IEEE 754R minutes from September 19, 2002

Attendance and minutes review

We met in September at HP Labs; Peter Markstein was our host. We accepted the August minutes without modification. To accommodate call-in participants, Kahan discussed underflow handling at the beginning of the meeting. David Hough asked for time to talk about static modes, exception names, and alternate exception handling. Otherwise, we did not modify the agenda.

Hardware implementation of underflow

We began with a presentation on gradual underflow by Prof Kahan.

Implementation mechanisms

There are two parts to gradual underflow: rounding underflowed results, and accepting underflowed operands. We respond to underflowed products and quotients by producing correctly rounded subnormal numbers. Underflowed results of sums and differences are exact, so we need not worry about rounding them; we just need to put them in the proper format. Unless the programmer means to trap on underflow, the only time we need worry about subnormal operands is on multiplication and division. For multiply and divide, it is easiest to think about (if not to implement) subnormal operand handling as a two-part process:

The result of the operation may be an ordinary floating point number, or the operation might cause another underflow or an overflow.

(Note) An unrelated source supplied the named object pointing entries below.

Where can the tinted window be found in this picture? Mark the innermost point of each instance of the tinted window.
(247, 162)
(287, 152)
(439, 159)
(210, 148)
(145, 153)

Some implementors think gradual underflow is too complicated and expensive to handle in hardware, and so they choose to trap to software. We distinguish between traps, which occur after the offending instruction has finished, from faults, in which the offending instruction behaves as if it never issued. It is simpler to handle underflow with a trap rather than a fault; however, most of the mechanisms described here do not depend on the difference.

Heavy weight traps are too expensive to be reasonable for underflow handling, and they are not necessary. Therefore trap-based underflow handling should use lightweight traps. There is no need to save the entire register file, for instance: only the operands are needed for input, and only the destination register will be modified. Remember also that handling underflow in the default manner will not change dependency relations in the instruction schedule. It will only change the time at which the result is available.

Architectures with fused multipy-adders need hardly any additional support to deal with gradual underflow, since the fused multiply-add unit already has a double-width register used for the multiply result. That's why hardware designers who provide an FMA instruction will not be terribly troubled by gradual underflow. When they have this extra-wide register, they can multiply subnormal operands. All they have to do is complicate the logic in the subsequent add. The only interesting case is the product of a normal and a subnormal; when two subnormals are multiplied, the entire result goes into the sticky bit.

We prefer to implement gradual underflow without trapping. To avoid traps, we treat underflow in much the same way we treat cache misses or page miss. Like a memory miss, a gradual underflow event does not change any register dependencies; it only delays when the result can be used. We have in mind where an architecture where the floating point registers are distinguished from other registers. These floating point registers hold more than just the bits for the standard representation. They also have space for a tag field. On the 8087, there was a three bit tag field which was hardly ever used; the field atrophied in the descendants of the 8087. The purpose of the field was to give later, faster implementations a place to store information about whether the register contents were ready to be used for a particular purpose. If the register contents are unready, the tag bits say what to do: you may need to normalize, or you may need to denormalize.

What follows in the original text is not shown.